AN INDO-CHINA CHRONOLOGY
THE ADVENT OF THE FRENCH
1859 |
French naval force seizes Saigon. |
1862 |
Three Mekong Delta provinces round Saigon ceded to the French. |
1864 |
Franco – Cambodian Treaty makes truncated Cambodia a protectorate. |
1865 |
French naval ministry champions exploration of Mekong. |
1866–68 |
Mekong Exploration Commission. |
1867 |
French seize remaining Delta provinces. |
1869 |
Survivors of Mekong expedition return to France. |
1870 |
Paris besieged in Franco – Prussian War. |
1872 |
Dupuis takes arms shipment to Yunnan up the Red River. |
1873 |
First French intervention in Tonkin (North Vietnam); death of Garnier. |
1883 |
New French offensive in Tonkin brings protectorate over the Annam emperor. |
1885–86 |
British invasion and annexation of Upper Burma. |
1886–91 |
Pavie contests Siamese (Thai) sovereignty in Laos. |
1891–93 |
French attempt to navigate Falls of Khon; Stung Treng seized. |
1893 |
Paknam Incident and French blockade of Bangkok.
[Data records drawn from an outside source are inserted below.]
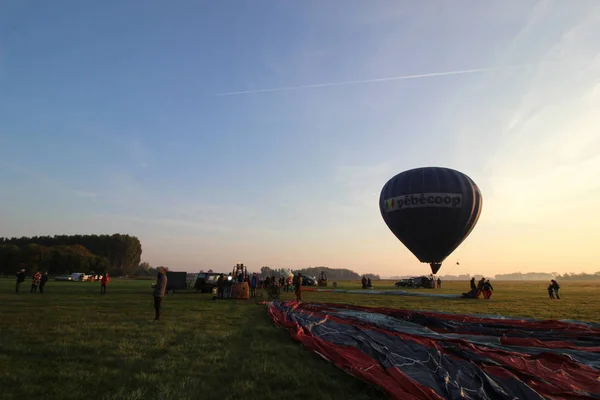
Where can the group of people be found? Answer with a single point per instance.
(483, 287)
(366, 283)
(38, 280)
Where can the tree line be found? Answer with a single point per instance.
(116, 254)
(334, 274)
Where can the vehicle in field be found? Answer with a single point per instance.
(308, 281)
(175, 281)
(206, 281)
(415, 282)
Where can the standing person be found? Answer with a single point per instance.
(298, 287)
(20, 279)
(221, 286)
(103, 282)
(556, 287)
(550, 291)
(35, 281)
(228, 286)
(487, 289)
(253, 286)
(43, 282)
(159, 291)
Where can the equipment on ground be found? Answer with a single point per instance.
(176, 281)
(323, 279)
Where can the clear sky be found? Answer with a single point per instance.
(113, 119)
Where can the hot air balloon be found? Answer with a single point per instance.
(431, 210)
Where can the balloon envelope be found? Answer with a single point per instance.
(431, 210)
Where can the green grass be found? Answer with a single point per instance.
(72, 343)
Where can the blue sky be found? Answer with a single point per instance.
(113, 119)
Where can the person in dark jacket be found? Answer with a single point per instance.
(159, 291)
(550, 291)
(20, 279)
(43, 281)
(556, 287)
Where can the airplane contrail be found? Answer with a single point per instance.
(393, 78)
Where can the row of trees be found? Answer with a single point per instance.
(332, 273)
(519, 276)
(116, 254)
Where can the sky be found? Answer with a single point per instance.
(263, 131)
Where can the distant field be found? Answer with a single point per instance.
(72, 343)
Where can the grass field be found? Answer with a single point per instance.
(72, 343)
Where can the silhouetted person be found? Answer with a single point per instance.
(487, 289)
(556, 288)
(43, 281)
(35, 281)
(253, 282)
(550, 291)
(159, 291)
(103, 282)
(298, 286)
(20, 279)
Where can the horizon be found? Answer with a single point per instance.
(264, 133)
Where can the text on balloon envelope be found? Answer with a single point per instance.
(418, 200)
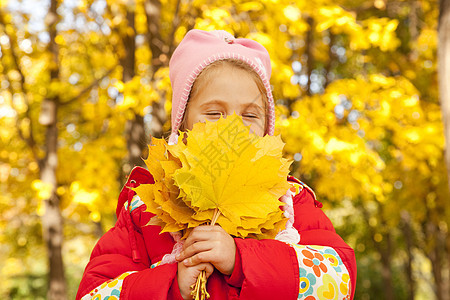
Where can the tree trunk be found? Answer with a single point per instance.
(408, 235)
(384, 248)
(160, 57)
(134, 129)
(386, 271)
(52, 221)
(308, 52)
(444, 74)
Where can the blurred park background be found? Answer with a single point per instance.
(84, 83)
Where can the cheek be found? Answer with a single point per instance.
(192, 118)
(257, 127)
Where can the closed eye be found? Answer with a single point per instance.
(251, 116)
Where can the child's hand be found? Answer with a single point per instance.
(209, 244)
(187, 276)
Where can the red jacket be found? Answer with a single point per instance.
(265, 269)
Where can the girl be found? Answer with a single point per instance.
(214, 74)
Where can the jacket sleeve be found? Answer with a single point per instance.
(271, 269)
(119, 264)
(116, 269)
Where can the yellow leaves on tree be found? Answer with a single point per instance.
(222, 166)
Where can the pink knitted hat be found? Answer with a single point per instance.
(200, 48)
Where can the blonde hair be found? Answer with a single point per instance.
(205, 75)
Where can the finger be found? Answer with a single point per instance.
(198, 258)
(201, 235)
(207, 267)
(194, 249)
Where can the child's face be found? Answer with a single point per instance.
(226, 90)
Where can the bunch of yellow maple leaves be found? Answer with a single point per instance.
(217, 173)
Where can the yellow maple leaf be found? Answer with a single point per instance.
(229, 169)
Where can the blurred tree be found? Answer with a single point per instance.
(357, 103)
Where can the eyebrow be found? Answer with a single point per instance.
(254, 105)
(246, 106)
(213, 102)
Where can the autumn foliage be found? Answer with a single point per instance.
(84, 84)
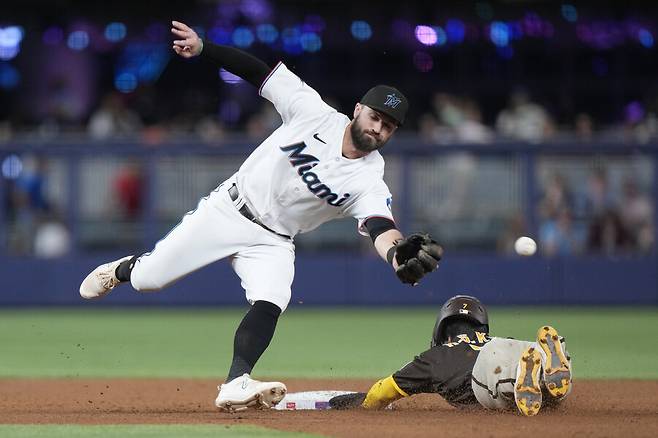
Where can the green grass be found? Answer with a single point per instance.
(141, 431)
(604, 342)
Franco-Siamese Treaty ends Siamese sovereignty in Laos. |
1894–95 |
Pavie/Scott clash over Franco-British buffer (Muong Sing). |
1896 |
Anglo – French Declaration secures neutrality of truncated Siam. British Burma’s claims to Muong Sing withdrawn. |
1904 |
Franco – Siamese Convention adjusts Siam – Cambodia frontier, accords Laos west bank enclaves at Bassac and Luang Prabang. |
1907 |
Franco – Siamese Treaty brings return to Cambodia of ‘lost provinces’ (including Angkor). |
FRENCH WITHDRAWAL AND US INTERVENTION
1930 |
Nguyen Ai Quoc (‘Ho Chi Minh’) founds Indo-Chinese Communist Party. |
1942–45 |
Japanese overrun south-east Asia. |
1945–54 |
First (French) Indo-China War. |
1949–50 |
Triumph of Mao’s Communists in China. Some Chinese Nationalists (KMT) relocate in Shan states. |
1954 |
Geneva Accords and defeat at Dien Bien Phu end French rule. |
1962 |
Military (General Ne Win) seize power in Burma. |
1963–73 |
CIA’s ‘Secret War’ in Laos. |
1965–66 |
First US ground troops arrive in south Vietnam. |
1967 |
‘Second Opium War’ as Shan, KMT and Lao drugs barons clash. |
1968 |
500,000 US troops in Vietnam. US bombing of Cambodia begins. |
1973 |
Paris Agreements herald withdrawal of US troops from Vietnam. |
1975 |
Saigon falls to North Vietnamese, Phnom Penh to Khmer Rouge, and Pathet Lao triumph in Laos. |
1975–79 |
Cambodia under Khmer Rouge. |
1979 |
Vietnamese invade Cambodia, install puppet (Heng Samrin) regime. |
1988 |
Burma’s military rulers suppress democratic victory (Aung San Suu Kyi). |
1989 |
Vietnamese withdraw from Cambodia. Burma’s insurgent Communist leaders come to terms with Rangoon. |
1991–93 |
Paris Peace Accord leads to UN deployment in Cambodia and elections. |
1997 |
Hun Sen overthrows elected Cambodian government, engineers own mandate (1998, 2003). |
‘Each bend of the Mekong as added to my map seemed an important geographical discovery. Nothing could distract me from this abiding concern. It came to possess me like a monomania. I was mad about the Mekong …’
FRANCIS GARNIER
IN EARLY JUNE the Mekong in its remote middle reaches is at its lowest. At that time of year, sixteen hundred kilometres to the north-west on the uplands of eastern Tibet, the river’s headwaters may be rippling with the first snow-melt, while the same distance to the south, the monsoon may already be pummelling the paddy fields of the Delta. But at its hill-pinched waist on the Lao-Burmese border the river has scarcely begun to rise. Here, the dry season still holds its fiery breath and the odd shower is no more than a lick of the tongue on parched lips. Behind the hills desultory thunder brings no relief. Beetles and cicadas fall silent in the heat; birds seem reluctant to fly. A smoke haze hangs motionless in the treetops, clogging the nostrils with the ash from slash-and-burn. Drained of all glow, the sun sets ingloriously, tracking behind a pall of parched fog to a mid-afternoon extinction. The thermometer stays stuck at thirty-something degrees.